The product debuted in June 2012, and in September the company launched MemSQL 3.0 with a flash-optimized columnar data store and automatic cross-data-center replication. People have taken notice: Also in September In-Q-Tel, the investment firm that works with the U.S. intelligence community, acquired a stake in MemSQL, with an undisclosed value.
Salesforce.com Wave
Salesforce launched Wave, its cloud analytics platform backed by a NoSQL database, at the company's Dreamforce conference in October. The software can analyze sales, marketing and service data from Salesforce apps and other sources. It also provides businesses with tools for building custom mobile analytical applications.
A data analysis product had been anticipated from Salesforce even before it acquired cloud analytics startup EdgeSpring in June 2013. Some analysts, observers and competitors have dismissed Wave as little more than relatively simple visualization tools.

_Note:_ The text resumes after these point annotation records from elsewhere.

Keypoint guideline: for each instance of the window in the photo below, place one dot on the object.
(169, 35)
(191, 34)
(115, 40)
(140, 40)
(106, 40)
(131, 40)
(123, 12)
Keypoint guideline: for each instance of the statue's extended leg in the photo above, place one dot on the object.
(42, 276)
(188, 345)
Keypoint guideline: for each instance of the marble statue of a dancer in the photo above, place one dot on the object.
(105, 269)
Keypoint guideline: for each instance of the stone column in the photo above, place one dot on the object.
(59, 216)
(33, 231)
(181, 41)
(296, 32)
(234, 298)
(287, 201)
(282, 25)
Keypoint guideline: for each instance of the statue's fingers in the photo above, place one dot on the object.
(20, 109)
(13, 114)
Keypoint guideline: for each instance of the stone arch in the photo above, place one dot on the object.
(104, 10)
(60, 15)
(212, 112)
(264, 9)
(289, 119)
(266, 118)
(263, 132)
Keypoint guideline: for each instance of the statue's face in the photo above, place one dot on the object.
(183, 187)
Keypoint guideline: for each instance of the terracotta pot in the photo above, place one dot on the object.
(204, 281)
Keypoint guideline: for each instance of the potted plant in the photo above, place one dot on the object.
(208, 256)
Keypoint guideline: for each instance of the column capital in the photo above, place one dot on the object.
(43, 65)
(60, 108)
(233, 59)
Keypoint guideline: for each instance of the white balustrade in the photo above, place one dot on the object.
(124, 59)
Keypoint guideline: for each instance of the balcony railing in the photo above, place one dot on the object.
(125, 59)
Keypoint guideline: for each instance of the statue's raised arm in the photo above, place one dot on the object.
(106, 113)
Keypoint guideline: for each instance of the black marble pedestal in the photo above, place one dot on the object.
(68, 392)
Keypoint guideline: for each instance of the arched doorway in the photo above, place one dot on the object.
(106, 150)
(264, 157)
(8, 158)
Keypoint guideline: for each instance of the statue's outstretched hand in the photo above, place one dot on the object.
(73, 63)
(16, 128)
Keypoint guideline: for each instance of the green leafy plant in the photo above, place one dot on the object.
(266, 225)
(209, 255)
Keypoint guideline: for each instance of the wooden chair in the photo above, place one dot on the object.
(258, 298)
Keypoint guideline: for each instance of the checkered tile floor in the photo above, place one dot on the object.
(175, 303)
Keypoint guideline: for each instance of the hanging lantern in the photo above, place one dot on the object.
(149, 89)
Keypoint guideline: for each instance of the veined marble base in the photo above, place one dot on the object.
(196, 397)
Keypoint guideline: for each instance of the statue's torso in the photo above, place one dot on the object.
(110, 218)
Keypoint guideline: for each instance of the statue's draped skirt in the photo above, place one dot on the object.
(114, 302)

But that's missing the point. Rather than bleeding-edge technology, Salesforce Wave is a data analytics toolset with which everyday business users can work. When tied into Salesforce's cloud applications that are used by millions of people, Wave could be an industry game-changer.

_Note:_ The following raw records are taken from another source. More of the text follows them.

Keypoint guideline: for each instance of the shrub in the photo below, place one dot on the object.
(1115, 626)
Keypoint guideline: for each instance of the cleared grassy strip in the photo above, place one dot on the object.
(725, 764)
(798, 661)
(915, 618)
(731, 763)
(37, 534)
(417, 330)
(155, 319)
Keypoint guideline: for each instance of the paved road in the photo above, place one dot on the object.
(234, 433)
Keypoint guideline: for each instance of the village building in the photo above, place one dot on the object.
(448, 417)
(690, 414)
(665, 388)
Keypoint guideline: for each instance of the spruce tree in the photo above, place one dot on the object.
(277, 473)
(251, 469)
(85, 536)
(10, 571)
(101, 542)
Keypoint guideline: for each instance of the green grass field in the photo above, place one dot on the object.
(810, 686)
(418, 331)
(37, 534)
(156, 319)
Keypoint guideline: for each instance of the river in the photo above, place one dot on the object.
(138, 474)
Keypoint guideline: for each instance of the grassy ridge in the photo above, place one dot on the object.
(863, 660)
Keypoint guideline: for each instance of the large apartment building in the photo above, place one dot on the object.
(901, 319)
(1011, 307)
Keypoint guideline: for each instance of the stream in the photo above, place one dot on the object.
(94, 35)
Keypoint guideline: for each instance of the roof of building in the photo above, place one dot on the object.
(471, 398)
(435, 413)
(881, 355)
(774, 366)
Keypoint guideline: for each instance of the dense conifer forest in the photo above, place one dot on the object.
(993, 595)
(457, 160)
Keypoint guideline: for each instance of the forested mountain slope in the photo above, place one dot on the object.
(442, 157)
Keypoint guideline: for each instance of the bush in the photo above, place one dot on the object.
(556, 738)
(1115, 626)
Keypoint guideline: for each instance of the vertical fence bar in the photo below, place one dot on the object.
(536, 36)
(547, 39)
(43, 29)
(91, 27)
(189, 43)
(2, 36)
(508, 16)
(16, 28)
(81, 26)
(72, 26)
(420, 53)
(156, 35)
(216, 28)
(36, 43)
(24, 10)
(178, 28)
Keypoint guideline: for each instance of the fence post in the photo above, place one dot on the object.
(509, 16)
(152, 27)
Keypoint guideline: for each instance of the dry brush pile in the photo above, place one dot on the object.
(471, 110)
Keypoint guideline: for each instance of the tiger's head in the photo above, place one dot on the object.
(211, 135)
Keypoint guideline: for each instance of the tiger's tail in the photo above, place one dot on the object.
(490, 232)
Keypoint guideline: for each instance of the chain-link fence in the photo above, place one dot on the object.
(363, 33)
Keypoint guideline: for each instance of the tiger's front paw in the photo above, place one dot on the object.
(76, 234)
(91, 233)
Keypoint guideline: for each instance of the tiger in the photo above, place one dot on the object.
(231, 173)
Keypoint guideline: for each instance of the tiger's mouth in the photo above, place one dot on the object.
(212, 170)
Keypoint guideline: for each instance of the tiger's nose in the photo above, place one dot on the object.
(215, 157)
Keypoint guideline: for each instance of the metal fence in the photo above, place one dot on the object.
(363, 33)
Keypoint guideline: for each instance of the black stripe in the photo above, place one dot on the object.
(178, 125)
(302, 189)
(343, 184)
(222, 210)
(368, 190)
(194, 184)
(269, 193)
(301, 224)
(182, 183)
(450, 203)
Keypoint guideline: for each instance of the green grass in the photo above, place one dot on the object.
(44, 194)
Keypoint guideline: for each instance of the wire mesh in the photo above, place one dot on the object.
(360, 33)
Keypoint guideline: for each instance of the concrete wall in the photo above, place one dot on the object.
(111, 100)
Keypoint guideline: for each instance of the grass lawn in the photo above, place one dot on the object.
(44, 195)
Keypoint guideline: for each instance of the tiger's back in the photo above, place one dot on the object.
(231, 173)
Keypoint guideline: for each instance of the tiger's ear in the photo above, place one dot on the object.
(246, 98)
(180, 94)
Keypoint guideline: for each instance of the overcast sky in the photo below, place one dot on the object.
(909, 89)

SAS In-Memory Statistics For Hadoop
SAS, the largest company focused exclusively on business analytics and related technology, released its In-Memory Statistics for Hadoop software in March. Based on the same in-memory analytics technology that underlies the popular SAS Visual Analytics software, this new software offers the ability to manage, explore, score and analyze massive amounts of data in Hadoop.
The "cool factor" here is the software's performance and advanced analytical capabilities.
It offers an interactive programming environment for building and comparing analytical models, and supports a number of statistical and machine learning modeling techniques, including clustering, regression, analysis of variance, decision trees, random decision forests, text analytics, recommendation systems and more.
Splice Machine 1.0
Splice Machine's realtime relational database is designed to help businesses get around Hadoop's batch-analytics limitations by offering a full-featured, transactional SQL database on Hadoop that can run both operational applications and realtime analytics. It also allows IT departments to leverage their existing SQL/relational database expertise when working with Hadoop.
Splice Machine launched a public beta of its software in May and launched Release 1.0 in November with a management console, backup and restore capability, a cost-based optimizer, a native ODBC client, performance enhancements for the database engine and support for additional Hadoop platforms.
Trifacta v2
Big data can be messy. Trifacta attracted a lot of attention this year with its Trifacta Data Transformation Platform that uses visualization, machine learning and "predictive interaction" technology to "easily transform raw, complex data [in Hadoop] into clean and structured formats" for analysis. That, according to the company, makes it easier for businesses to derive real value from their data.
Trifacta launched the first release of its software in February, followed up with the 2.0 release in October that adds advanced data-profiling functions, the ability to leverage Hadoop's multiworkload processing capabilities, and native support for more complex data formats, including JSON, Avro, ORC and Parquet.